(11日配信の記事で、本文5段落目の「ビル事業」の記述を削除し、訂正します)
[東京 11日 ロイター] - 東芝は11日、2023年3月期の営業利益予想を従来の1700億円から1250億円(前年比21.4%減)へ下方修正した。IBESがまとめたアナリスト11人のコンセンサス予想の平均値1722億円を下回った。輸送費や資材高のほか、ハードディスク(HDD)製品の品質保証関連の引当金、のれんの減損などが影響する。
東芝は6月に発表したグループ経営方針で、22年度の営業利益の見通しを1700億円、25年度目標を3600億円、30年度目標を6000億円としていた。今回下方修正で未達となる可能性もあるが、平田政善CFOは「来年以降データをベースにしたビジネスを拡大していくため、どこかの段階で大きな売り上げになる」と述べるにとどめた。今後の中期計画の進捗は改めて説明する予定という。
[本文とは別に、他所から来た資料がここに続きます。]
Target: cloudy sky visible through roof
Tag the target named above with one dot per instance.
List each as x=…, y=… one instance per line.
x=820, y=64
為替の円安で、今期の売上高見通しは従来の3兆3000億円から3兆3500億円(前年比0.4%増)へ引き上げた。
セグメント別では、HDDを手掛ける半導体事業のデバイス&ストレージで減益を見込む。HDDは景気後退懸念を背景に、各メーカーが投資を抑制。HDDの市況について、東芝デバイス&ストレージの佐藤裕之社長は「本格回復は来年度という見通し」と述べた。
併せて発表した22年4─9月期の連結営業利益は、前年同期比93.9%減の27億円だった。セグメント別では、HDDの保証引当金のほか市況変動などが影響し、デバイス&ストレージが減益。原子力・火力の大型発電設備などを手掛けるエネルギーシステムも引き続き損失を計上した。
複合機などを扱うプリンティング事業では、連結子会社の東芝テックの株価下落などを受けたのれんの減損を計上した。
同社が進める経営再建に向けた戦略的選択肢について、平田政善CFOは「今日現在、新しく紹介するような事象は起きていない」と述べ、詳細についてのコメントを控えた。その上で「経済活動が変わっているので、当社だけではなく、当社に興味を持っていただいている方もいろいろな検討をしていくだろう」との認識を示した。
ロイターは6日、東芝再建を巡り、現経営陣の処遇が日本産業パートナーズ(JIP)と産業革新投資機構(JIC)の間で焦点の1つになっていると報じた。複数のメディアによると、JIPは東芝に正式に買収提案をしたという。
東芝の通期純利益予想は非上場で半導体子会社のキオクシアホールディングス(旧東芝メモリ)の予想値を策定できていないことから、非開示としている。キオクシアは需要動向に沿って生産調整を実施しており、10月から当面ウエハー投入量の約3割を削減すると発表している。